Q1: List all employee names.
A1:
```sql
SELECT name FROM employees;
                 
Q2: Who is the employee with the highest salary?
A2:
```sql
SELECT employees.name
FROM employees
JOIN salary ON employees.ID_usr = salary.ID_usr
ORDER BY salary.salary DESC
LIMIT 1"
```
This SQL query retrieves the name of the employee with the highest salary by joining the employees and salary tables, ordering by salary in descending order, and limiting the result to one row."
"""
})

In [43]:
print(return_CCRMSQL("How many employees have a salary greater than 50,000", context3))

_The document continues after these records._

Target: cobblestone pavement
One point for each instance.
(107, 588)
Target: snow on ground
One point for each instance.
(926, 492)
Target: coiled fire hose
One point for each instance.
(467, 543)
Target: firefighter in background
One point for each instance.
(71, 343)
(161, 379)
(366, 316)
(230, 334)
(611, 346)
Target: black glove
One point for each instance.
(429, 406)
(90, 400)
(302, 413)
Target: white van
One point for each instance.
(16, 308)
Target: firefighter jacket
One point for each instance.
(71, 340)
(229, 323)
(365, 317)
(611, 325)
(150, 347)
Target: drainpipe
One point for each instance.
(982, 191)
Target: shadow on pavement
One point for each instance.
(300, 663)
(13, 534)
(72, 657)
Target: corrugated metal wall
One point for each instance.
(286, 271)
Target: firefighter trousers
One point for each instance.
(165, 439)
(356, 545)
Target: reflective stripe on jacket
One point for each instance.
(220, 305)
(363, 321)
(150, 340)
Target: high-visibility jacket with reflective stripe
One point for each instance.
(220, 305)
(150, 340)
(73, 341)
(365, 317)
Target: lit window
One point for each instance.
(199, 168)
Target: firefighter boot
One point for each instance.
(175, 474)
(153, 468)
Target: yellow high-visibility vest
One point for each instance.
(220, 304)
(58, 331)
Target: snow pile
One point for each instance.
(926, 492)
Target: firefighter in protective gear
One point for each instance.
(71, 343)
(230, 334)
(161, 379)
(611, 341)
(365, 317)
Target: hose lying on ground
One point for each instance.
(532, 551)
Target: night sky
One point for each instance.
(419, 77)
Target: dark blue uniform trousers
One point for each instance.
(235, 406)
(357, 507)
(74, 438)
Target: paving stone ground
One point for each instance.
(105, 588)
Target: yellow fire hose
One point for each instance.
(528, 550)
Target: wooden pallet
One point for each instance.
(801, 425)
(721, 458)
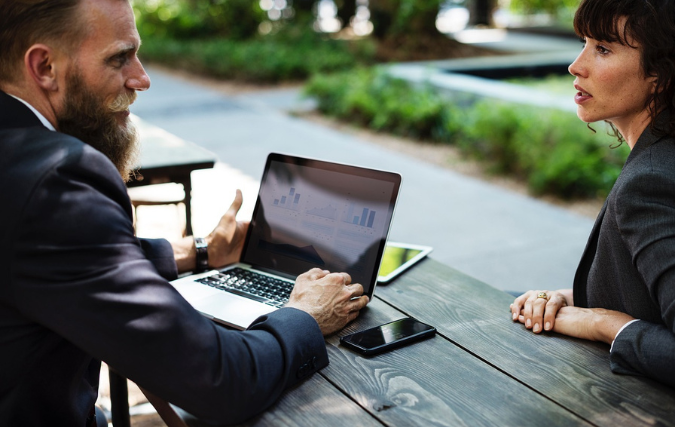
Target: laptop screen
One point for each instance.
(311, 213)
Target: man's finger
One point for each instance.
(358, 304)
(356, 289)
(236, 203)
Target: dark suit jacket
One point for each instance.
(77, 287)
(629, 262)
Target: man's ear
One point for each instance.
(40, 66)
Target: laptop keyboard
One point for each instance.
(249, 284)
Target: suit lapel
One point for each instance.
(581, 276)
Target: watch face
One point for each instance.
(202, 253)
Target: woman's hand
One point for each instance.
(537, 310)
(595, 324)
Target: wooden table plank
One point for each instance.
(434, 383)
(314, 403)
(574, 373)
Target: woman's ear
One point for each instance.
(40, 66)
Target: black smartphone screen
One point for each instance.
(390, 335)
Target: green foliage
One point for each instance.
(553, 7)
(552, 150)
(409, 18)
(293, 53)
(236, 19)
(382, 103)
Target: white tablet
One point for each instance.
(398, 257)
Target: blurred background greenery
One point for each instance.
(335, 46)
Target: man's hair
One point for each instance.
(650, 24)
(26, 22)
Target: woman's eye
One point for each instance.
(601, 49)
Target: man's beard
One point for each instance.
(88, 118)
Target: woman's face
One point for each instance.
(611, 84)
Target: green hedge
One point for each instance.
(551, 149)
(293, 53)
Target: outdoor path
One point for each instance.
(508, 240)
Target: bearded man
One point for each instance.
(76, 286)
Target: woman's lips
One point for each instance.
(581, 96)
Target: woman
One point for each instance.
(624, 288)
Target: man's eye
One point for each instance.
(119, 60)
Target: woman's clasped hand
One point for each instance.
(537, 310)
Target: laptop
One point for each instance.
(309, 213)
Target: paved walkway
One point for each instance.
(508, 240)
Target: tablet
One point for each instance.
(398, 257)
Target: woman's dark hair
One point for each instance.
(650, 24)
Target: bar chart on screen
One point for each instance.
(364, 217)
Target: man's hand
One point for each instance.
(328, 298)
(226, 241)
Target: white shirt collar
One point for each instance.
(40, 117)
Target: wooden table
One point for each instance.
(480, 369)
(167, 158)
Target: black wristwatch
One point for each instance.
(202, 255)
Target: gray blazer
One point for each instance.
(629, 262)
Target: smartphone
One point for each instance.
(397, 258)
(388, 336)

I can help with that! Here is the SQL query to find the number of employees who have a salary greater than 50,000:

```sql
SELECT COUNT(*) 
FROM employees 
JOIN salary ON employees.ID_usr = salary.ID_usr 
WHERE salary.salary > 50000;
```

This query counts the number of employees whose salary is greater than 50,000 by joining the employees and salary tables and filtering for salaries above 50,000.

Sample Result:
| COUNT(*) |
|----------|
| 1        |


# Summary Report



## 🎯 Goal
Test how different prompt styles (`context1`, `context2`, `context3`) affect GPT's SQL response to the question:

> **"How many employees have a salary greater than 50,000?"**

---

## Results Overview

### 1️⃣ Context 1
- **Style:** SQL only.
- **Result:** Correct query, no explanation.
- **Use Case:** Fast and clean automation.

---

### 2️⃣ Context 2
- **Style:** SQL + brief explanation.
- **Result:** Clear, correct, and easy to understand.
- **Use Case:** Learning or documentation.

---

### 3️⃣ Context 3
- **Style:** SQL + explanation + sample result.
- **Result:** Most detailed output with example table.
- **Use Case:** Teaching, demos, or debugging.

---

## 📌 Insights

- All versions returned correct SQL.
- **context1**: Minimal but efficient.
- **context2**: Balanced and readable.
- **context3**: Best for clarity and showcasing output.
- No hallucinations or incorrect logic observed.

---

## ✅ Conclusion

Prompt design significantly shapes output clarity. Use concise prompts for speed, and richer ones for educational or presentation needs.